Straws, Scraps and Intuition

By The Cog Blog Archives
Cover image for  article: Straws, Scraps and Intuition

One of my favorite quotes from the great Jeremy Bullmore goes as follows: “People build brands the way birds build nests. Through the straws and scraps they chance upon.” It’s a wonderful summation of how it’s people who build brands -- and why all channels, all the straws and scraps -- have to work together, to fit together to build the whole. There’s a lesson too for how we work.

This week sees the annual asi video and audio audience measurement conference. This year it is virtual, of course, and consequently attracting a wider audience than usual. The asi event has been going for nigh on 30 years. It’s a coming together of those who measure audiences, those who care about the techniques and the results that emerge from different variations.

Audience measurement, along with data and an understanding of a client’s business, provide the raw materials, but those alone aren’t sufficient to create a plan. For that you need intuition, and a degree of integrity in how you apply it. This is something we often forget in a world of optimizers, spreadsheets, and the latest shiny tool.

Intuition in the media world as in most others comes with experience, with an innate understanding built over time of how different channels work, how they fit together, how they combine to create a campaign.

There’s no single course teaching "intuition" or "experience," but there are events from which you can learn where to find and how to use the straws and the scraps. Over time, the more you learn, the more valuable you become. But you have to serve your time.

Some learn quicker than others, some develop their skills further, some become expert at recognizing it in others.

As Steve Jobs once said: "Creativity is just connecting things. When you ask creative people how they did something, they feel a little guilty because they didn’t really do it, they just saw something."

It’s the same with great planners. They put in the hours, they spend ages on the data and the research, then they "just see something."

I’ve always maintained that you can tell you're in the presence of serious talent when your reaction to some insight is, "Well yes, duh, of course." But at the same time you know you would never in a million years have come up with that thought.

As a child I used to enjoy ice galas.
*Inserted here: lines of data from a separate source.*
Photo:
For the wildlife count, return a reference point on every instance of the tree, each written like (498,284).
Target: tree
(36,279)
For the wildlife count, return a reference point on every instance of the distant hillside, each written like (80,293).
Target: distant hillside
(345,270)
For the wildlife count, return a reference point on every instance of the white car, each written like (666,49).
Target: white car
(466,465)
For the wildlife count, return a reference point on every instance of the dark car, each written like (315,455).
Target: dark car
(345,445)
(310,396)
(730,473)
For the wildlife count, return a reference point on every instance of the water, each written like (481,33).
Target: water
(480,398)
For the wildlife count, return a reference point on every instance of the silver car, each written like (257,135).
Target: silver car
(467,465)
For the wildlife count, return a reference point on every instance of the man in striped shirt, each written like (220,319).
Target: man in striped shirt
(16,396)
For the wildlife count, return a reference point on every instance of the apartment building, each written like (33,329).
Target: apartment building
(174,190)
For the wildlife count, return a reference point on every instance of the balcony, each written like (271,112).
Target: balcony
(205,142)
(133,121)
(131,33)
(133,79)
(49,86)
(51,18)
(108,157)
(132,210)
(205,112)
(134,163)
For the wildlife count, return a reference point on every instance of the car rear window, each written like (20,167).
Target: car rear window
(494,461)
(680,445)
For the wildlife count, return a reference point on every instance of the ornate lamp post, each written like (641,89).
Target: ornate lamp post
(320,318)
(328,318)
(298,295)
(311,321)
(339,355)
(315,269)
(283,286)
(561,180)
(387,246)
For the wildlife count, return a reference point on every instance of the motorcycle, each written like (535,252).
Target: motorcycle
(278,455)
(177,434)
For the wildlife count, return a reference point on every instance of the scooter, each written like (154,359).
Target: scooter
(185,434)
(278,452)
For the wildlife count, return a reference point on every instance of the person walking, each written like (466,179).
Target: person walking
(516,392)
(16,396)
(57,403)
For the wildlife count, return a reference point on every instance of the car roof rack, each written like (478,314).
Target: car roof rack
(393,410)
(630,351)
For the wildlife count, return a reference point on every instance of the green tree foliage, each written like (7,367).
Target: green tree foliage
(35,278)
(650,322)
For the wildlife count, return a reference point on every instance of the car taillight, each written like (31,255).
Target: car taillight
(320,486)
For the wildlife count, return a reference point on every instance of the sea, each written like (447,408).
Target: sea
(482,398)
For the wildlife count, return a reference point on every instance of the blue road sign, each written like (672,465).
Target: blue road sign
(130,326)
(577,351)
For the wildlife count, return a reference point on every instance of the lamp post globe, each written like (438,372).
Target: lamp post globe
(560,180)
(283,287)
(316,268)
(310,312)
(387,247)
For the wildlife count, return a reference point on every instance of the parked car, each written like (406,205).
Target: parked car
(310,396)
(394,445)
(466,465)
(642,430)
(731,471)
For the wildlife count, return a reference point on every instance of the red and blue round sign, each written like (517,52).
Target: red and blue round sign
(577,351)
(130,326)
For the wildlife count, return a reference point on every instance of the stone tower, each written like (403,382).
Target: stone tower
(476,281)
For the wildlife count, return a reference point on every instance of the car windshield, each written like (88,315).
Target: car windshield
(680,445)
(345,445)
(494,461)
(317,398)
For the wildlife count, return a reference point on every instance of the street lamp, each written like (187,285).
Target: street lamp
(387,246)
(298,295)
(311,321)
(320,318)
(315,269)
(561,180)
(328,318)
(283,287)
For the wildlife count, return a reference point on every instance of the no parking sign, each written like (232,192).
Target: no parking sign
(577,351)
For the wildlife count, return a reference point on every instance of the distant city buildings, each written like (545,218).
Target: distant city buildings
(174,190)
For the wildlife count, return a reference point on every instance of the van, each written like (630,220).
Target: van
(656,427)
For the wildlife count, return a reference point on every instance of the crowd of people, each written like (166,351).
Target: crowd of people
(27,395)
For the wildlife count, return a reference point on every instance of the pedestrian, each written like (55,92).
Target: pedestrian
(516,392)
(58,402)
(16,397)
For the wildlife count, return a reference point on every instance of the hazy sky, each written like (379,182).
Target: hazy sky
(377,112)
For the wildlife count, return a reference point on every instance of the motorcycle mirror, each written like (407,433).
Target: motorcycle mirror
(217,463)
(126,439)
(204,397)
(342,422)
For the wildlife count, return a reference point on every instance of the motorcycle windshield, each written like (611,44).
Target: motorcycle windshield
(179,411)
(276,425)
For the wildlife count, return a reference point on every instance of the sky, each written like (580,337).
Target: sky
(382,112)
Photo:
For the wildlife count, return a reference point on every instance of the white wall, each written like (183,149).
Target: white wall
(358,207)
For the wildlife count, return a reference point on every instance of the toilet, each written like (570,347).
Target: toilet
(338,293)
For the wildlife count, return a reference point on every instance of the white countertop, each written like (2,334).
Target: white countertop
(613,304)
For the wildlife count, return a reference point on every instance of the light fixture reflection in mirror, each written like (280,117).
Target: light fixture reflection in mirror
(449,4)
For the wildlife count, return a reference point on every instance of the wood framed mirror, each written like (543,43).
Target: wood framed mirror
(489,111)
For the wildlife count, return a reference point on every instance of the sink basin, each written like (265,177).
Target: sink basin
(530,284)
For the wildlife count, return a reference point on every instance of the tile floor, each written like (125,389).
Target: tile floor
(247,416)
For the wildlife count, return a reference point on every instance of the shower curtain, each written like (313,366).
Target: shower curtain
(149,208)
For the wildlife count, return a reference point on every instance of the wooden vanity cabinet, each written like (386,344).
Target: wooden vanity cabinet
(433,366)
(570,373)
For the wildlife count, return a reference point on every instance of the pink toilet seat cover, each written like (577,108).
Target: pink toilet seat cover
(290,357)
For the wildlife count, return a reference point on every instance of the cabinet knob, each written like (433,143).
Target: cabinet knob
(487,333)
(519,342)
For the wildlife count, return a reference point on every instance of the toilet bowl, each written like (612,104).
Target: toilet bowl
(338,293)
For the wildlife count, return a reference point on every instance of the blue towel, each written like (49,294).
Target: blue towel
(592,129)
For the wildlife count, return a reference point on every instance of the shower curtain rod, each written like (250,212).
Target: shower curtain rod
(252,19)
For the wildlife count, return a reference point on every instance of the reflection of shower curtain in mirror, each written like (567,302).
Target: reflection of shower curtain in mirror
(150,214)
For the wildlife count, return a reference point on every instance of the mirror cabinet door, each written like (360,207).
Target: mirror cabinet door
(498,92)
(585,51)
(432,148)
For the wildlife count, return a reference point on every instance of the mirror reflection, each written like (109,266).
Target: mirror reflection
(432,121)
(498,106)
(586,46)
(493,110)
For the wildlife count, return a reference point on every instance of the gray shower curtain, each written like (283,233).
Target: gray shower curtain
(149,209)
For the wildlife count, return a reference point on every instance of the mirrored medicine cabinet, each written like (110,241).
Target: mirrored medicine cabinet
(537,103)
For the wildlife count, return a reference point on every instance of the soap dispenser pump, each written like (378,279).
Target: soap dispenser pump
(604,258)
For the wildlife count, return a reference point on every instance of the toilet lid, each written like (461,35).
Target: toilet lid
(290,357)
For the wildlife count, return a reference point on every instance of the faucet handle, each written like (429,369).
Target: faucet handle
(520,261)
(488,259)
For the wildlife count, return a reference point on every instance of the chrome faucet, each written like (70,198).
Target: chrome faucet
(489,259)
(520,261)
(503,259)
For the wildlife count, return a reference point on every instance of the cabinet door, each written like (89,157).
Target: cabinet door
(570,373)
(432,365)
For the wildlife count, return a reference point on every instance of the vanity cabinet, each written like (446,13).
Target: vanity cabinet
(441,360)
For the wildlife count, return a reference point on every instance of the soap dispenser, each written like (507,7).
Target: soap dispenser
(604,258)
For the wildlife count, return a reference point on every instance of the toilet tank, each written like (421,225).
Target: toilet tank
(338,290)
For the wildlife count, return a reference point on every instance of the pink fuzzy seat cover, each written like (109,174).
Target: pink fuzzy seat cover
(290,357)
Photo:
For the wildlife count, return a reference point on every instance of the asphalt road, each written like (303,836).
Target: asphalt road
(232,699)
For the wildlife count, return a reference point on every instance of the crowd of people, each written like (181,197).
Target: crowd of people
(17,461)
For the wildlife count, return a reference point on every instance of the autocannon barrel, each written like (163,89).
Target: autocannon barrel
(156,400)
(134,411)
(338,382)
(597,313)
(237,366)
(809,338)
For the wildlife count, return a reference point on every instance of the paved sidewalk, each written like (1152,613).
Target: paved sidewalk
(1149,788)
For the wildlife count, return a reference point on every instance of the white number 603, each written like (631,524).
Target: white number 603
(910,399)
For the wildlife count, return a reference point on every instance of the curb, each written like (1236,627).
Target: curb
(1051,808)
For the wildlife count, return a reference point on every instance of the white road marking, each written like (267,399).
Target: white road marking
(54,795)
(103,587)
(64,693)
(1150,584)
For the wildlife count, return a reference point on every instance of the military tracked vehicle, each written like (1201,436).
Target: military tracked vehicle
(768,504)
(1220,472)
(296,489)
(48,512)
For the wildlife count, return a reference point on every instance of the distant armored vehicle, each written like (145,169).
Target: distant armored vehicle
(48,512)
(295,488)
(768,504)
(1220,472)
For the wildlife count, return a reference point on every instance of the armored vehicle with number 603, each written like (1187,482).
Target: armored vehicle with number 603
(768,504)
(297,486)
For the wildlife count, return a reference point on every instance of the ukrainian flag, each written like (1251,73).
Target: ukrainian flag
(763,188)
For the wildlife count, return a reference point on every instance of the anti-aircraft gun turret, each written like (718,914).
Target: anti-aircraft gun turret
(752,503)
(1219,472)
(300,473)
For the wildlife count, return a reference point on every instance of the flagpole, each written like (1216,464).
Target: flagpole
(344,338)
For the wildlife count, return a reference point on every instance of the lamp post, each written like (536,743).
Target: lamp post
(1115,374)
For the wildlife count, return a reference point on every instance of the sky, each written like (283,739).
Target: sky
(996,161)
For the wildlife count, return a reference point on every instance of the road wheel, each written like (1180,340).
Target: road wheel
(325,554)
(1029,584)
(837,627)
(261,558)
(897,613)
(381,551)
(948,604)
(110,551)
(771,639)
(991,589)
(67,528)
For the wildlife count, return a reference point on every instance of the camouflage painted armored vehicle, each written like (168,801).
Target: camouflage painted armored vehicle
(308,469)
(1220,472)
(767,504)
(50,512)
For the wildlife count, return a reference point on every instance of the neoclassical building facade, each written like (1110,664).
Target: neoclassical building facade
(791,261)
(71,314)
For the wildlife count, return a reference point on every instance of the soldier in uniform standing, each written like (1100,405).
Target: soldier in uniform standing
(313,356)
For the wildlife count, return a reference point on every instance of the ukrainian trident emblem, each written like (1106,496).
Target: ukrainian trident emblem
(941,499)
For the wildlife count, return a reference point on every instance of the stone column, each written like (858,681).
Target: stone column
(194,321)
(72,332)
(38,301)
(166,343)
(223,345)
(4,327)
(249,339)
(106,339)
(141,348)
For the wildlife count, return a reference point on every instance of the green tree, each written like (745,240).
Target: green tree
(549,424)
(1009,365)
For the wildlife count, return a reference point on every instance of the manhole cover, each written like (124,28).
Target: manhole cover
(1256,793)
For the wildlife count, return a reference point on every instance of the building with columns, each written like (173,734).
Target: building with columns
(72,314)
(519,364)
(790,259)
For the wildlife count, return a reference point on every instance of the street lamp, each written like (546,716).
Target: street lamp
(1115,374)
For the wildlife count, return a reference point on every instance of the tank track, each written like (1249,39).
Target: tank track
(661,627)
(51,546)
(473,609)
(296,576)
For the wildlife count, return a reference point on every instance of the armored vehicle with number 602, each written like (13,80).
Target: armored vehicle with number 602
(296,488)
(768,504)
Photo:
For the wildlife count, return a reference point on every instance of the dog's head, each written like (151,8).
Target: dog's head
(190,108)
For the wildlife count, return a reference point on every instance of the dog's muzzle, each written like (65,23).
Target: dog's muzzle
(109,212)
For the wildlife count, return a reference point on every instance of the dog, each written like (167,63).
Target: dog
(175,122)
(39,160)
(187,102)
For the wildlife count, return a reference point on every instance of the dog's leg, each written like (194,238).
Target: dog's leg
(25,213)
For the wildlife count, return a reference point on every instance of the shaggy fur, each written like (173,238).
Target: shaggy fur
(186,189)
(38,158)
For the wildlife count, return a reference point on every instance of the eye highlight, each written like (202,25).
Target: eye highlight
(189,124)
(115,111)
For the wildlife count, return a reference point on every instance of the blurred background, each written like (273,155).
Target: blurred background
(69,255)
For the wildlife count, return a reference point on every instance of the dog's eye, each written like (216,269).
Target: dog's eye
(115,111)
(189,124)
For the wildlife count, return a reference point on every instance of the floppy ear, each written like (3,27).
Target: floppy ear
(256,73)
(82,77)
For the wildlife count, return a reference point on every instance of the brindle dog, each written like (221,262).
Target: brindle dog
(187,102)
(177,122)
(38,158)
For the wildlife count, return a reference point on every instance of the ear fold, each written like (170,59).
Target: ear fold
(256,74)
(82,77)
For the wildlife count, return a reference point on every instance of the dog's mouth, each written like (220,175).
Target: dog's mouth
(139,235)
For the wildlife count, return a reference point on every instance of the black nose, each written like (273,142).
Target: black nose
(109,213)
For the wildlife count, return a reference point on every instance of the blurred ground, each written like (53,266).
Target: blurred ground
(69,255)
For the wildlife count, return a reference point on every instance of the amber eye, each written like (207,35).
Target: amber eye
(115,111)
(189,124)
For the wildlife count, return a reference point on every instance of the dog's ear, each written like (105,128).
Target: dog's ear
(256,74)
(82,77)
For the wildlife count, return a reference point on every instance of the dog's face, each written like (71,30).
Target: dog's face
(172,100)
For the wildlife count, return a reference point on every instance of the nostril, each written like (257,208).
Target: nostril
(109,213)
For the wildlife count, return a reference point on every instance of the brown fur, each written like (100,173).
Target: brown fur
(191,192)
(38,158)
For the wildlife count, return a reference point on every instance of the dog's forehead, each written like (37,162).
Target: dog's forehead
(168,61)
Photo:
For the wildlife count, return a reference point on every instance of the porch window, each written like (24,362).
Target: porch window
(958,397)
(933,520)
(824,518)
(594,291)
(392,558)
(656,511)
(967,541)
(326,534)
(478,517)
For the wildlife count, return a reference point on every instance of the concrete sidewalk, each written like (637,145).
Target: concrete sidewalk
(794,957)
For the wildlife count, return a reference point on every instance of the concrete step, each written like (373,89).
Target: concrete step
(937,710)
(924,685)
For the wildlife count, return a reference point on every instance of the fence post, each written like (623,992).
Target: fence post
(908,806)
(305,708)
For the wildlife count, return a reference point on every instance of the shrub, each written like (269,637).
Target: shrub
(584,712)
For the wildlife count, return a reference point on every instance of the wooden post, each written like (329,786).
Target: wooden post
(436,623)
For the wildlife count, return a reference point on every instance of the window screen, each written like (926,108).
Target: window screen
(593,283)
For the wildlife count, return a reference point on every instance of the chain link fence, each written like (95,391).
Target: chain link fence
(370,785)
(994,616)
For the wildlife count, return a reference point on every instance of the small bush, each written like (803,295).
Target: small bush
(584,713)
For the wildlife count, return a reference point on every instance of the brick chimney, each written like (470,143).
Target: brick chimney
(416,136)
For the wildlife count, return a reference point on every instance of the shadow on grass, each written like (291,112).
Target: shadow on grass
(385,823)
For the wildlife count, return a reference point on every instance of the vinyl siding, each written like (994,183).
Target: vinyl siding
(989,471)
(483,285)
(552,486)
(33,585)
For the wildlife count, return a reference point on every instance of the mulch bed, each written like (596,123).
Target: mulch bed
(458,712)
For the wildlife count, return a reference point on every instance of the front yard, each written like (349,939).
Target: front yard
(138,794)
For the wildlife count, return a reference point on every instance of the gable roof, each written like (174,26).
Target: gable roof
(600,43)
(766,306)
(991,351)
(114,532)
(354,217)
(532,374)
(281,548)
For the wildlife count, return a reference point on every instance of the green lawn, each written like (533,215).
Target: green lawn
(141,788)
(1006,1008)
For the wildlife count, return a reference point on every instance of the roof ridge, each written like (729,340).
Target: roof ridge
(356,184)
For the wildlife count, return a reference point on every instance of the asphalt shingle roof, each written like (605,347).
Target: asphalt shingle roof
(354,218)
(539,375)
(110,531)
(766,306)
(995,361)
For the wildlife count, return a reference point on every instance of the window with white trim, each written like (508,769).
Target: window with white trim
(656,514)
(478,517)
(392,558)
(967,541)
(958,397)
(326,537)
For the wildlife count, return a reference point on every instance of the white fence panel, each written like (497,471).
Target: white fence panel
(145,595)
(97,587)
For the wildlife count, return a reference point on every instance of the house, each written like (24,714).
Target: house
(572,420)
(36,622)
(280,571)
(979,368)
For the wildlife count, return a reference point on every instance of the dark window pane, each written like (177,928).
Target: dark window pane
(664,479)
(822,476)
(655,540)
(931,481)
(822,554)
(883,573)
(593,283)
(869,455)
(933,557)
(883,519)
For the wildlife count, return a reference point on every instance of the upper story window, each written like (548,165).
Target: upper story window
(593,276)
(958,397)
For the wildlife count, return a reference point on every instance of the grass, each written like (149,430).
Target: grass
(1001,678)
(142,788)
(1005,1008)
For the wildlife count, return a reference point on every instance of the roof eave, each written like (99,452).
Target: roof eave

My favorite bit was the guy who came on, flailed around, almost fell dozens of times, knocked everything over, then somehow managed to get off without injuring himself and others.

I was told he was the best skater. He had to be brilliant to be that apparently bad.

He’d learnt his craft. He’d earned the right to showcase his skills in his own way.

We are in severe danger of believing in the power of the shortcut, and of letting machines replace craft skills.

Learn where to find the straw and the scraps; without them there’s no nest.